Il s'agit d’un tampon de ouate teintée à l'éosine, ce qui lui donne sa couleur rouge, et parfumé de baume du Pérou et de bois de santal. Mais, surtout, le capiton est imbibé de Capsicum frutescen, dont les variétés sont plus connues sous le nom de Tabasco ou de Pili-pili. Chaleur ressentie garantie. Mais pour les irréductibles frileux, si l’action tardait à se produire, la publicité précisait en 1904 qu’il était possible d’asperger la ouate « d’eau-de-vie ou de vinaigre ». Plus prude, la réclame des années vingt suggérait d’employer plutôt de l’eau-de-Cologne.

Les années trente apportent cependant une nouvelle révolution. Tandis que la France s’emmitoufle derrière sa Ligne Maginot, Thermogène lance un nouveau produit, en vente dans toutes les pharmacies : la Thermo-cuirasse, fièrement présentée dans Le Matin :

« Pour faciliter le port du Thermogène pendant la journée, nous avons créé la Thermo-Cuirasse. Elle est constituée par deux feuilles de Thermogène maintenues par de légères brides réglables et couvre dos et poitrine.

Avec la Thermo-Cuirasse qui est invisible sous les vêtements, vous pouvez vous soigner de la façon la plus efficace tout en vaquant à vos occupations. Vous vous préservez, en outre, de toute aggravation du mal due à un brusque refroidissement.

La Thermo-cuirasse est précieuse pour les soldats exposés à toutes les sautes de température. »

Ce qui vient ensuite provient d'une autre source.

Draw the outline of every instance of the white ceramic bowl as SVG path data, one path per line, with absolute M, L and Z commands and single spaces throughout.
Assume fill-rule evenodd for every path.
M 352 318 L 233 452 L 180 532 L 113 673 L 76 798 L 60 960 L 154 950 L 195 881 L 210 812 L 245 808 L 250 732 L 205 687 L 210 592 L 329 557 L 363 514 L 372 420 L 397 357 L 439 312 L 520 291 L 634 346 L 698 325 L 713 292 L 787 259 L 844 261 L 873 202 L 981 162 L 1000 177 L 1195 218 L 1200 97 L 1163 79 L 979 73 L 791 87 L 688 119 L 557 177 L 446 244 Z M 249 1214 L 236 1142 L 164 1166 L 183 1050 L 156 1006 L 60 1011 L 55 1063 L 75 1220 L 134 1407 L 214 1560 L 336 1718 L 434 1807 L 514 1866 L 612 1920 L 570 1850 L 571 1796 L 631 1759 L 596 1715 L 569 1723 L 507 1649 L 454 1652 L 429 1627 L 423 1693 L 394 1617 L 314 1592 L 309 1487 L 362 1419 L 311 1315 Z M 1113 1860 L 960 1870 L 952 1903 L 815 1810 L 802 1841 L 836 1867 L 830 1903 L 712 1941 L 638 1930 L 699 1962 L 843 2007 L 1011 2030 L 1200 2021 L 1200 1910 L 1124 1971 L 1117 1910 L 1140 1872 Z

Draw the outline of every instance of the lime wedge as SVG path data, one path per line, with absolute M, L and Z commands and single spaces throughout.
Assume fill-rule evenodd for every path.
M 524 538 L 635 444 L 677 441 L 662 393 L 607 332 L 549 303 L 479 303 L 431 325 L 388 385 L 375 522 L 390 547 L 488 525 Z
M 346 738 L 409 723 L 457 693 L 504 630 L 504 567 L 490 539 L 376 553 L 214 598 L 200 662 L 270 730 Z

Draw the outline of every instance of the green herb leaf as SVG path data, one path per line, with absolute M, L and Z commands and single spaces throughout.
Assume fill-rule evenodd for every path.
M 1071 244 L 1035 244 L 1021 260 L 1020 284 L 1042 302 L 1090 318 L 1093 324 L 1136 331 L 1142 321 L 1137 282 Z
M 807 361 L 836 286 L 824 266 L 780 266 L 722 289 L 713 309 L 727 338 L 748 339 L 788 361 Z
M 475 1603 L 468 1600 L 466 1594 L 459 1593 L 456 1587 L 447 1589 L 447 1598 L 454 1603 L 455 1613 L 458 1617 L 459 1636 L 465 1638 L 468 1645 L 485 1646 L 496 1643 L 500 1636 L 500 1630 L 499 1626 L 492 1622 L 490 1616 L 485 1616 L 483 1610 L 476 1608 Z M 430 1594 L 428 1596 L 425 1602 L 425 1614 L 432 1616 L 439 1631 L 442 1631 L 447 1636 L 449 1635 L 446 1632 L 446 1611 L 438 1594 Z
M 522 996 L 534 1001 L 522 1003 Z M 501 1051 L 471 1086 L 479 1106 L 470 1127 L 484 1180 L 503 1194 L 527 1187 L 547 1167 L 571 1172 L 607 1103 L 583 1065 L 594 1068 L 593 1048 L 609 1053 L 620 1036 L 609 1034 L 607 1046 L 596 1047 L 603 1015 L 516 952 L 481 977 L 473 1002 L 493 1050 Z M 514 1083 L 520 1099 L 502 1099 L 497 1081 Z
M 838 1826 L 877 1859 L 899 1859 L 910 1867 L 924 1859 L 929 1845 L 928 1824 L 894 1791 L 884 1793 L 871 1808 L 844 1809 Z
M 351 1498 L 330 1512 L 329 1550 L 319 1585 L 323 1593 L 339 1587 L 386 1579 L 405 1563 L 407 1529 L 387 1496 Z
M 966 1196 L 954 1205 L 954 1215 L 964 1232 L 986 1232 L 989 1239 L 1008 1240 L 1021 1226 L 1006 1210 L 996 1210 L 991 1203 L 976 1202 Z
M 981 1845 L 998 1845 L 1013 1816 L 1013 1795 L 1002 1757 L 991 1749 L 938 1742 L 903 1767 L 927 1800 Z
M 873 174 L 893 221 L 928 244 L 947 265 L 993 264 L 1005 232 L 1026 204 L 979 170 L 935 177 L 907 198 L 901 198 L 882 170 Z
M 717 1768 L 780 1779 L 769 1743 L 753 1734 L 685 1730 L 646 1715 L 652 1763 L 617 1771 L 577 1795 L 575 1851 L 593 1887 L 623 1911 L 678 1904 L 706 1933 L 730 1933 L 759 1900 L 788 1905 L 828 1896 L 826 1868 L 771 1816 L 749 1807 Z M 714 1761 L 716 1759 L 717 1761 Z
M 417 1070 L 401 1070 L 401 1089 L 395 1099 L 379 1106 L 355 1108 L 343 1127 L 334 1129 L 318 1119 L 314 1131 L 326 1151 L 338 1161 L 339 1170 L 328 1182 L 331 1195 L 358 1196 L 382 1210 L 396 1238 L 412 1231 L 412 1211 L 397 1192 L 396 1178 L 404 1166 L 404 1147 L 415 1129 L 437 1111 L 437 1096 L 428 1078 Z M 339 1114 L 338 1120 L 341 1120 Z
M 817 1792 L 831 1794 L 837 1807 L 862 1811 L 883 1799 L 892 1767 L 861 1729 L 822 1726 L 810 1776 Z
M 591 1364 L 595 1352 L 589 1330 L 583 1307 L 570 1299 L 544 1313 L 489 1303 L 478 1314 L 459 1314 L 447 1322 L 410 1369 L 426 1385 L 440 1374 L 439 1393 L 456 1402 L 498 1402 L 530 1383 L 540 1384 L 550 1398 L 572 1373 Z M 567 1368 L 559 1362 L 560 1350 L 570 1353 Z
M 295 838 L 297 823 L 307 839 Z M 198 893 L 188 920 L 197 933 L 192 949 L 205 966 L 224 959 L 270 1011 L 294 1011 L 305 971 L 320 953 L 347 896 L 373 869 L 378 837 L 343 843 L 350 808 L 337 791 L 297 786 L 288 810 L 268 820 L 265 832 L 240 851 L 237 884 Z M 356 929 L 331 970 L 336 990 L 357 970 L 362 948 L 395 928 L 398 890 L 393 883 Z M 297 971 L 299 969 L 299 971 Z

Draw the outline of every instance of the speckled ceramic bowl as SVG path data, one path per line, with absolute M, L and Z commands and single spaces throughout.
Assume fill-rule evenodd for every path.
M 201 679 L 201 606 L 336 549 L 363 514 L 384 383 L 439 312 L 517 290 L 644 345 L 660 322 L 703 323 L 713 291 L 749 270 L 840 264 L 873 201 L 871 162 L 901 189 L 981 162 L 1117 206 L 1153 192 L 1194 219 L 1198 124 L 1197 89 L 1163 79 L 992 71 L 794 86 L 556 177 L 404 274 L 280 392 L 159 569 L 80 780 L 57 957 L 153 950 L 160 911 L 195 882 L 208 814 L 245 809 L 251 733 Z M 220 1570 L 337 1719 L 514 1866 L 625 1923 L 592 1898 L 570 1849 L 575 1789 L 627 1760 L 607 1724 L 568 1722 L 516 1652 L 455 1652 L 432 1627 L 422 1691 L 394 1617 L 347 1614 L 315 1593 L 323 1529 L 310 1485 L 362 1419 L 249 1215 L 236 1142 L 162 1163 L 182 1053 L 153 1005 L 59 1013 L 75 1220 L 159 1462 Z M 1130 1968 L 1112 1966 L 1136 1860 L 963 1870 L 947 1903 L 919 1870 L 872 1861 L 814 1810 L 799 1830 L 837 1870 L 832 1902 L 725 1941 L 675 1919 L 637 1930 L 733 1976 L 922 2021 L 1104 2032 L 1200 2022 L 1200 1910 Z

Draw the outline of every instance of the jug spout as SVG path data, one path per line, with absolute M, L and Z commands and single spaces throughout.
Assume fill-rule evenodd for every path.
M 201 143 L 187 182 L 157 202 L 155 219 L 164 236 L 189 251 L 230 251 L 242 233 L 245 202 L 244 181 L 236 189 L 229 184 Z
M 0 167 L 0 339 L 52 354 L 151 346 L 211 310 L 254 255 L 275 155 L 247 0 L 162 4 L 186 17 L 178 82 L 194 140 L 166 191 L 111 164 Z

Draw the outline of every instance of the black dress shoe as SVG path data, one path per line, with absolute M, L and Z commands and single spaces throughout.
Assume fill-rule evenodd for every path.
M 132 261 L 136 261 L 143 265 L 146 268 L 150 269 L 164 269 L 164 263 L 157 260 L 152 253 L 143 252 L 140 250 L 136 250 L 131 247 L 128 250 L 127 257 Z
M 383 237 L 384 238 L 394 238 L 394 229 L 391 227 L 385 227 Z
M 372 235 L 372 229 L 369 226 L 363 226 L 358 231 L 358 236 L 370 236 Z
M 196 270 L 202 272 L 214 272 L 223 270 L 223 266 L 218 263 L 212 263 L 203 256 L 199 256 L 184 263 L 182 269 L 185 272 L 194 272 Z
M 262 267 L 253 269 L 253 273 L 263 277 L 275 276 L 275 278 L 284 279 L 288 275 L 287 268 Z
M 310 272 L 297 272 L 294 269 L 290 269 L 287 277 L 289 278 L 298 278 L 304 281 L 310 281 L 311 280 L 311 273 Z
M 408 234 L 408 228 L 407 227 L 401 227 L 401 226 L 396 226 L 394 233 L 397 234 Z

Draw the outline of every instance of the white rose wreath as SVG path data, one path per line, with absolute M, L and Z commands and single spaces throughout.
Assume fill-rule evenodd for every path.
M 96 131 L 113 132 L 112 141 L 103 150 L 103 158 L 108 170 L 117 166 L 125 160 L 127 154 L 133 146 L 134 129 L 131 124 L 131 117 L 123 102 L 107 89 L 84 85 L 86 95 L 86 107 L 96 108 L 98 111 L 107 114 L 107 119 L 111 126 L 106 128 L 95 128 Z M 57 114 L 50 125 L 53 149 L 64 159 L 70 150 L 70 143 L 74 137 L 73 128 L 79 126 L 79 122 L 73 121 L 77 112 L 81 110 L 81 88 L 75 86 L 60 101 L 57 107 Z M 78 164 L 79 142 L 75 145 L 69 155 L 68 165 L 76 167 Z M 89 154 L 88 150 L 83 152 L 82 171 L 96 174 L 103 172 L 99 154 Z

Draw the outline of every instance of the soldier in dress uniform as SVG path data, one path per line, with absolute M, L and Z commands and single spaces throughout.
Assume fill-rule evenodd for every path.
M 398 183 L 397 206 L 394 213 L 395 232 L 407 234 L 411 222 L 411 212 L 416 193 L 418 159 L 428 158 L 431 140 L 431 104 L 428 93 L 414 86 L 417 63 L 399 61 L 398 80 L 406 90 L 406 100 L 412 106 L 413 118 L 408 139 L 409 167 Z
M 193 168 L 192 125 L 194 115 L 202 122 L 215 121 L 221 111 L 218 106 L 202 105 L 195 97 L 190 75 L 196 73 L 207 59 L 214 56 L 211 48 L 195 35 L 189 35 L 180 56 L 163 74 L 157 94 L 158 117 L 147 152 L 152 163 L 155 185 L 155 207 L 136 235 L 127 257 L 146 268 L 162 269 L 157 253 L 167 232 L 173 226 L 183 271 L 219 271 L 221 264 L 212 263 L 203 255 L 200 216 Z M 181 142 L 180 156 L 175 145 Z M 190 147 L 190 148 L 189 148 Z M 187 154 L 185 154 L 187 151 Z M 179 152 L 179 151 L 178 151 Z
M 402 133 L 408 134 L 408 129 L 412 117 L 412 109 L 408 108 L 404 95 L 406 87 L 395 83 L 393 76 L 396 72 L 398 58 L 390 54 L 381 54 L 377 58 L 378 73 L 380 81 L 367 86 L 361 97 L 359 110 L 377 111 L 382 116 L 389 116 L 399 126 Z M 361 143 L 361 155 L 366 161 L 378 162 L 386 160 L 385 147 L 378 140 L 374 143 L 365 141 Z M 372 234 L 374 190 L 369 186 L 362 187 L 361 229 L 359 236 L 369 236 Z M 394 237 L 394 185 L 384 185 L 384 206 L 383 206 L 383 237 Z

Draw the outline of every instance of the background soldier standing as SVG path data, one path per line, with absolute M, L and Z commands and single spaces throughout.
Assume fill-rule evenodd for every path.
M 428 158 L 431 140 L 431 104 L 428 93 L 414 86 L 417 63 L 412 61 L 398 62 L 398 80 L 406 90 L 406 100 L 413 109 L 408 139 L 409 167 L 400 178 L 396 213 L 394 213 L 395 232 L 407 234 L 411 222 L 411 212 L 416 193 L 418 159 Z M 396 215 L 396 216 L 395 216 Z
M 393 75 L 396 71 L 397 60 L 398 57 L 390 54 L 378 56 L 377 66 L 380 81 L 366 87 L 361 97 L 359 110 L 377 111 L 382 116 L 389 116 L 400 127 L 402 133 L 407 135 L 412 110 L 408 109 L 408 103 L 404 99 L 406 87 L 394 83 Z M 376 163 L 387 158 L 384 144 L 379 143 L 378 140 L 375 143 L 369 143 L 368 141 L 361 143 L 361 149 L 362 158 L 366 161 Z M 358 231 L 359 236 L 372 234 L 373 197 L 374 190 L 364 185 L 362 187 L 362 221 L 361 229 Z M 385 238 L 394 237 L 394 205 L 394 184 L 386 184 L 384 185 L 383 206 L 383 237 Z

Comme les illusions des Français, la guerre emporte au loin le Thermogène, son plastron de pili-pili et son Pierrot thermophile. Tous étaient devenus un peu désuets face à l’avalanche d’une nouvelle pharmacopée industrielle, déployée à coup de brevets.

Édouard Sill est historien, docteur en histoire qualifié maître de conférences. Il est chercheur associé au Centre d’Histoire Sociale des Mondes Contemporains et enseignant à l'Institut Catholique de Paris.